I’m visiting my son and his family in Nome, Alaska, and what in the world do you do in Nome when it is dark and cold? Play Scrabble, of course, and I used to be a whiz, knocking off my inferior opponents with a flurry of words that only we geriatrics know. My kids dared not to challenge me because they knew their mother had a great vocabulary (English teachers do, you know) and would never lie about a word’s spelling or usage and if I said it was a word, by cracky, it was a word. No questions asked. I became the matriarch of Scrabble, and seldom, if ever, lost. My kids thought I was a genius and who would tell them different?
I haven’t played Scrabble in a while, but as a writer, my vocabulary has gotten better, not worse, and last night I sat down to whip the daylights out of my son and daughter-in-law. I knew they would be impressed with my enhanced knowledge of words that started with “J,” “Q,” or “X,” and I would retain their admiration for all these words…like qindarka (an Albanian unit of currency), or jacamar (some sort of bird), or exarch (another name for a bishop or something). I extracted these words out of my brain and my kids were in awe of my vocabulary, but after I beat the pants off them in game one, my smart aleck daughter-in-law pulled out her iPhone, found the Scrabble app, and challenged every word I played, and soon she was laughing. “No such word, Grandma,” she said time and time again. She was delighted, I could tell. I was horrified.

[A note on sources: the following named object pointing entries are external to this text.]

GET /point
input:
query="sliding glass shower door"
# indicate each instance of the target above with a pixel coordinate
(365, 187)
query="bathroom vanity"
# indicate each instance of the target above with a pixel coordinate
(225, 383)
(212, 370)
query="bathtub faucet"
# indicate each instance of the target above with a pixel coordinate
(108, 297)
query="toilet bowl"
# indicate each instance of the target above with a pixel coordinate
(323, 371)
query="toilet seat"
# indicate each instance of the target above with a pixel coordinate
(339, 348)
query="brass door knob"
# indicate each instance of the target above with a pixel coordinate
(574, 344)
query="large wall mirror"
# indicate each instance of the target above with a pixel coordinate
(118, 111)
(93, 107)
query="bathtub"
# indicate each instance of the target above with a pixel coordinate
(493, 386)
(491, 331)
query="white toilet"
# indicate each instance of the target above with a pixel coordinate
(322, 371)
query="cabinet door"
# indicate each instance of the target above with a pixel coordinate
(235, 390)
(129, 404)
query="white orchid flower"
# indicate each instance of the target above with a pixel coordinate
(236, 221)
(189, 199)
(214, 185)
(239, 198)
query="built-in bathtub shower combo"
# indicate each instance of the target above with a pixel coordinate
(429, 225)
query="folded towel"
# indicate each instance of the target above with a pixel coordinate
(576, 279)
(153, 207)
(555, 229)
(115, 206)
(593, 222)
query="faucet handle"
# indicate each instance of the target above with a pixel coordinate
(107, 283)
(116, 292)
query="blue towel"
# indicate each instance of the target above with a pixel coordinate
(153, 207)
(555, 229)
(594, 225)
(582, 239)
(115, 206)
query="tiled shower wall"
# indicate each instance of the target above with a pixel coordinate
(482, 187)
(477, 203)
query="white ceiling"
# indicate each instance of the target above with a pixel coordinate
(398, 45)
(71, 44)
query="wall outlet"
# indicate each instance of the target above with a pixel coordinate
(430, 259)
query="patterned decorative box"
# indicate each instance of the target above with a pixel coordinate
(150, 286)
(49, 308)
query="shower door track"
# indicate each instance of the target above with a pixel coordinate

“What? I’ve always used “fi” for a word,” I pleaded. “When did it become not a word? The iPhone is wrong, it doesn’t know all the words that I know. I’ve always used “fi,” and no one has ever complained before. Don’t I get any leeway for being the Scrabble matriarch?”
They chorused with a resounding “NO,” and I had to hang my head in shame. How could I be wrong about a two-letter word? “Fi,” must be a word, because after all, my son had just slapped down “ru” for 21 points, as he combined it with other words on a triple word space, giving him a resounding victory over his Scrabble-loving mother.
As it turns out, since we last played, my nerdish son memorized all 86 of the English language two-letter words and can roll them off his tongue faster than Superman can fly. He says “ch” is a word, but it isn’t listed in my 1980 Official Scrabble Dictionary. Since when can you have a word without a vowel, except for “sh,” of course?
I am bewildered at how my matriarchal Scrabble status can be in question, but tonight, I’m gonna put on my Marine Corps t-shirt, lace up my Mickey Mouse boots, and hide my daughter-in-law’s iPhone. I’ll find a new and improved Scrabble app for my phone and take them on again. In the meantime, I’ll keep “kex” and” quipu” under my hat, just in case.